NEW DELHI–The government will pay banks a 2.5 percent commission for mobilising gold under the gold monetisation scheme and depositors will be permitted premature withdrawal of the precious metal deposited, an official statement said on Sunday.

“The banks would be getting a 2.5 percent commission for the scheme which will include the charges payable to the collection and purity-testing Centres/Refiners,” the finance ministry said in a statement on the gold monetisation scheme.

“It is expected that the modifications will make the scheme more attractive for potential depositors,” it said.

As per the revised guidelines, the government will pay participating banks a fee services like gold purity testing, refining, storage and transportation on medium and long term gold deposits.

Premature redemption have been now permitted under medium and long-term government deposits.

The monetisation scheme encourages individuals, households and temples to deposit gold jewellery or bars with banks or collection agents. The gold deposited would be later refined for domestic purpose and would help cut dependence on imports.

“Any Medium Term Deposit will be allowed to be withdrawn after three years and any Long Term Deposit after five years. These will be subject to a reduction in the interest payable,” the statement said.

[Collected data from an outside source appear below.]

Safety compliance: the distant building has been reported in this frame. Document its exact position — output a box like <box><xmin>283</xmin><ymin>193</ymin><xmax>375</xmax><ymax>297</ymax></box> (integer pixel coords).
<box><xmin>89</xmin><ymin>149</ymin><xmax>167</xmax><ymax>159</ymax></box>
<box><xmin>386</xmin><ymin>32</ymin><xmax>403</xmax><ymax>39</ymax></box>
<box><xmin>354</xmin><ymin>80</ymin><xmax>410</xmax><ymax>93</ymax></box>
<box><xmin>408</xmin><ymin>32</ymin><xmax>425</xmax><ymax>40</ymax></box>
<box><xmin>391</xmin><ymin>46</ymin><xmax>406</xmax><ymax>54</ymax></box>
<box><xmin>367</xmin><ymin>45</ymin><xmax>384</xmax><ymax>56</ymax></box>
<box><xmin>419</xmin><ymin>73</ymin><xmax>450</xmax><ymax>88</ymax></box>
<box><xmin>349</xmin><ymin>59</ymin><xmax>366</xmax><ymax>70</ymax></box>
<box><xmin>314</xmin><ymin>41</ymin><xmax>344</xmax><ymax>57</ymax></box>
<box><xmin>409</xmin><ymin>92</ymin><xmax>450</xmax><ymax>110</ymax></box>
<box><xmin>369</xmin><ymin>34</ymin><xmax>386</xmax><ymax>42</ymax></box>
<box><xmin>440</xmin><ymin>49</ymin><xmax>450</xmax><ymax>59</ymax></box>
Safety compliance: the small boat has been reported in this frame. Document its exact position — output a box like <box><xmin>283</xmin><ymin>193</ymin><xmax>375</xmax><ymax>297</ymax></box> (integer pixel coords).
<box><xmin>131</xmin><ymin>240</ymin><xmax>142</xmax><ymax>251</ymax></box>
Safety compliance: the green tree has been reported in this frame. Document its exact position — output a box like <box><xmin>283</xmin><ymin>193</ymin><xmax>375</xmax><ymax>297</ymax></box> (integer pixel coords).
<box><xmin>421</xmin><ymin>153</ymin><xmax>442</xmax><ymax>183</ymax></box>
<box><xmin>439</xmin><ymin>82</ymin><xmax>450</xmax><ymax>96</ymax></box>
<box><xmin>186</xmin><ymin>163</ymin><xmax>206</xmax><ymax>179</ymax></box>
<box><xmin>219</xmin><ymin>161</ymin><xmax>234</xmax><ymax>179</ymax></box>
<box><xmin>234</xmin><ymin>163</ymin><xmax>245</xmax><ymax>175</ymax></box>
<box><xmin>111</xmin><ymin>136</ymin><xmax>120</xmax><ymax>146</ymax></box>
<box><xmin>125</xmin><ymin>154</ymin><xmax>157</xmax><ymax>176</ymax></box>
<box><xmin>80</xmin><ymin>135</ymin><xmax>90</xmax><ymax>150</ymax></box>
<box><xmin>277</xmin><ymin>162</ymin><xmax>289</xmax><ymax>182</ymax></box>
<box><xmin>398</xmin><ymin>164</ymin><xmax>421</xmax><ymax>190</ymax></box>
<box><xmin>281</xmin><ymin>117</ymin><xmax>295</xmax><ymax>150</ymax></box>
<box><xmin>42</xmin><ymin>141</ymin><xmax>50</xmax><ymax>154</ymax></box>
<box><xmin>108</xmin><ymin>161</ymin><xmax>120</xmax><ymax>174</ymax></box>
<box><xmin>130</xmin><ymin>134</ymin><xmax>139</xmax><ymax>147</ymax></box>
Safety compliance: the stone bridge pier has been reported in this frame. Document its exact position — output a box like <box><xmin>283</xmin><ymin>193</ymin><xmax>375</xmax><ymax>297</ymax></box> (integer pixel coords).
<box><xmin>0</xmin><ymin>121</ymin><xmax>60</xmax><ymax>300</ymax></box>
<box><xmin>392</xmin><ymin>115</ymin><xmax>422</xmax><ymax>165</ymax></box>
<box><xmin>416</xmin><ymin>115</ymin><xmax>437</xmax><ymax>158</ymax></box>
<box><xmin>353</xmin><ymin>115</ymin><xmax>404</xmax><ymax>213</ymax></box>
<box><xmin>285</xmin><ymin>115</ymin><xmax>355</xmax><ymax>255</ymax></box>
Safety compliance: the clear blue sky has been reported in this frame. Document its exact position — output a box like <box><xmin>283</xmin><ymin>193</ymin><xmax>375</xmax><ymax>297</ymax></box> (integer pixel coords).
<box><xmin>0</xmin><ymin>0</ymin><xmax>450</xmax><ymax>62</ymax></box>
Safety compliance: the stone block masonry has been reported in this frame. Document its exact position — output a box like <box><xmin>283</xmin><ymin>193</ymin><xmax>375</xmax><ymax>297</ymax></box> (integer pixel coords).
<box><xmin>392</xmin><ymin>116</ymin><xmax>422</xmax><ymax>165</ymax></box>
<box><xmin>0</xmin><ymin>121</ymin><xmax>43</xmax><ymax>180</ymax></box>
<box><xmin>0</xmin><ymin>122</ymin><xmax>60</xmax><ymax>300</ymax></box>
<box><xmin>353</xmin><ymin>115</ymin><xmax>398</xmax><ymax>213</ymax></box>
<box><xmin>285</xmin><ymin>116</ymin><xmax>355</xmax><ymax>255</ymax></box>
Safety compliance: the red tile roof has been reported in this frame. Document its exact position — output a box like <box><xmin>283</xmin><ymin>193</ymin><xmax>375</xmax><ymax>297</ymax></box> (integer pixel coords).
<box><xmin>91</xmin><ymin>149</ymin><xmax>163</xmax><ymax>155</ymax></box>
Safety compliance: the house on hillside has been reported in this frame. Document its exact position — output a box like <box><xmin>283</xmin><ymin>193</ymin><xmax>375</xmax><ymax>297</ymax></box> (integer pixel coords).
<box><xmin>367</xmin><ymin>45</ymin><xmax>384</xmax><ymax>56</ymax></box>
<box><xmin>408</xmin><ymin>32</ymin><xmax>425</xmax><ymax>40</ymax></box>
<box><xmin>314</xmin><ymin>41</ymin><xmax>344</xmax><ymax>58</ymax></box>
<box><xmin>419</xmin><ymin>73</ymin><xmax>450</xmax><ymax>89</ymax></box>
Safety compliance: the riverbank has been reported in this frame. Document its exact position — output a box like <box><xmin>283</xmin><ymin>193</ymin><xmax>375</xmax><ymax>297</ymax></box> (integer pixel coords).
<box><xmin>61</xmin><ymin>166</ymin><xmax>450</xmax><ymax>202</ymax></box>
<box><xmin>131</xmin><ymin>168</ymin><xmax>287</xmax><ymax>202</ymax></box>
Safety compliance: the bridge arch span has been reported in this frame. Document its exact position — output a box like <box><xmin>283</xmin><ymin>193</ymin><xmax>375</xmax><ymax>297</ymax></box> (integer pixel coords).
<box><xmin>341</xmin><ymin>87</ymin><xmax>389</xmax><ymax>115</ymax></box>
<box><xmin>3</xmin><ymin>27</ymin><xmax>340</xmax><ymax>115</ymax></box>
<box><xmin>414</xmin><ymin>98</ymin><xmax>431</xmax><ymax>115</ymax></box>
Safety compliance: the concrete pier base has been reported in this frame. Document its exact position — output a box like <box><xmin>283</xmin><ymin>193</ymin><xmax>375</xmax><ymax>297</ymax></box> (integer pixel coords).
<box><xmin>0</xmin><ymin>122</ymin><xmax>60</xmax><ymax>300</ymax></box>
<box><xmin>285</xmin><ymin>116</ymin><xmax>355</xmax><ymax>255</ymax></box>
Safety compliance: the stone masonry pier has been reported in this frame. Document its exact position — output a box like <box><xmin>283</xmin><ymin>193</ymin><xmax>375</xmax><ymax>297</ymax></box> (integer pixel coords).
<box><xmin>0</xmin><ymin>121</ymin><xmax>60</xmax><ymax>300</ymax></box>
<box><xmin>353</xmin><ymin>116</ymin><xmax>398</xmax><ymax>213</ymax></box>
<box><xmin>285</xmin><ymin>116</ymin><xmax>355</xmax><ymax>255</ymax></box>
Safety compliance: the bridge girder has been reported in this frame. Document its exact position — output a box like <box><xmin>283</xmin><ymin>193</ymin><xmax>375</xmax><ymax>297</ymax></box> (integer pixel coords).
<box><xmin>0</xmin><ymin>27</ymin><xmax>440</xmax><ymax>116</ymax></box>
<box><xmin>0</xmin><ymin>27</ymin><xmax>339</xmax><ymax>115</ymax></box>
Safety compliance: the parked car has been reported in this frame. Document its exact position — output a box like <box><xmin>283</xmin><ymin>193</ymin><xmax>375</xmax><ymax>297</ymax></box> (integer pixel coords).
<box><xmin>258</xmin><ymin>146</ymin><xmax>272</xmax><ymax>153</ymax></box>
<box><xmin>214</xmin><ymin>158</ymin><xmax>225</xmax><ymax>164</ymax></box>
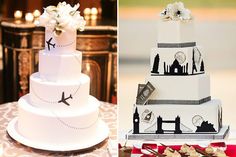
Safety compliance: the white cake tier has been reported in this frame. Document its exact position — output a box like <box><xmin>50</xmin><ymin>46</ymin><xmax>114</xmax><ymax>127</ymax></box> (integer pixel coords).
<box><xmin>146</xmin><ymin>74</ymin><xmax>210</xmax><ymax>104</ymax></box>
<box><xmin>30</xmin><ymin>73</ymin><xmax>90</xmax><ymax>111</ymax></box>
<box><xmin>158</xmin><ymin>20</ymin><xmax>196</xmax><ymax>43</ymax></box>
<box><xmin>18</xmin><ymin>95</ymin><xmax>106</xmax><ymax>146</ymax></box>
<box><xmin>136</xmin><ymin>100</ymin><xmax>222</xmax><ymax>133</ymax></box>
<box><xmin>39</xmin><ymin>50</ymin><xmax>82</xmax><ymax>82</ymax></box>
<box><xmin>45</xmin><ymin>27</ymin><xmax>77</xmax><ymax>53</ymax></box>
<box><xmin>150</xmin><ymin>46</ymin><xmax>205</xmax><ymax>75</ymax></box>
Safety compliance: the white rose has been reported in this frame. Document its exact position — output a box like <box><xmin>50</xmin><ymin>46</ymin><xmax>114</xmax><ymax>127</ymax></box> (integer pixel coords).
<box><xmin>39</xmin><ymin>12</ymin><xmax>50</xmax><ymax>26</ymax></box>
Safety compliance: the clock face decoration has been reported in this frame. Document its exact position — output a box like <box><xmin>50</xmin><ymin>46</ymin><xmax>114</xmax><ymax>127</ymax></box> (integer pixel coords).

Besides, gold depositors can now give the metal directly to the refiner, instead of only through the Collection and Purity Testing Centres (CPTCs).

“This will encourage the bulk depositors, including institutions, to participate in the scheme,” the statement added.

The finance ministry said the gold monetisation scheme, launched by Prime Minister Narendra Modi last November, provides for tax exemptions on interest earned on the gold deposited and exemption from capital gains made through trading or at redemption.

Bureau of Indian Standards (BIS) has modified the licensing condition for refiners from the existing three years of refining experience to one year towards making the scheme more attractive, it added.

“BIS has published an Expression of Interest (EOI) on its website inviting applications from more than 13,000 licensed jewellers to act as a CPTC in the scheme, provided they have tie-up with BIS licensed refiners,” the statement added.

The government has mobilised around 900 kg of gold in over two-and-a-half months’ time through the scheme, which pays depositors interest of up to 2.50 percent per annum.

In an effort to make the scheme more customer-friendly, the Reserve Bank of India (RBI) said earlier this week that depositors will be able to withdraw medium-term (5-7 year) and long-term government deposits (12-15 years) pre-maturely after the minimum lock-in period, albeit with a penalty.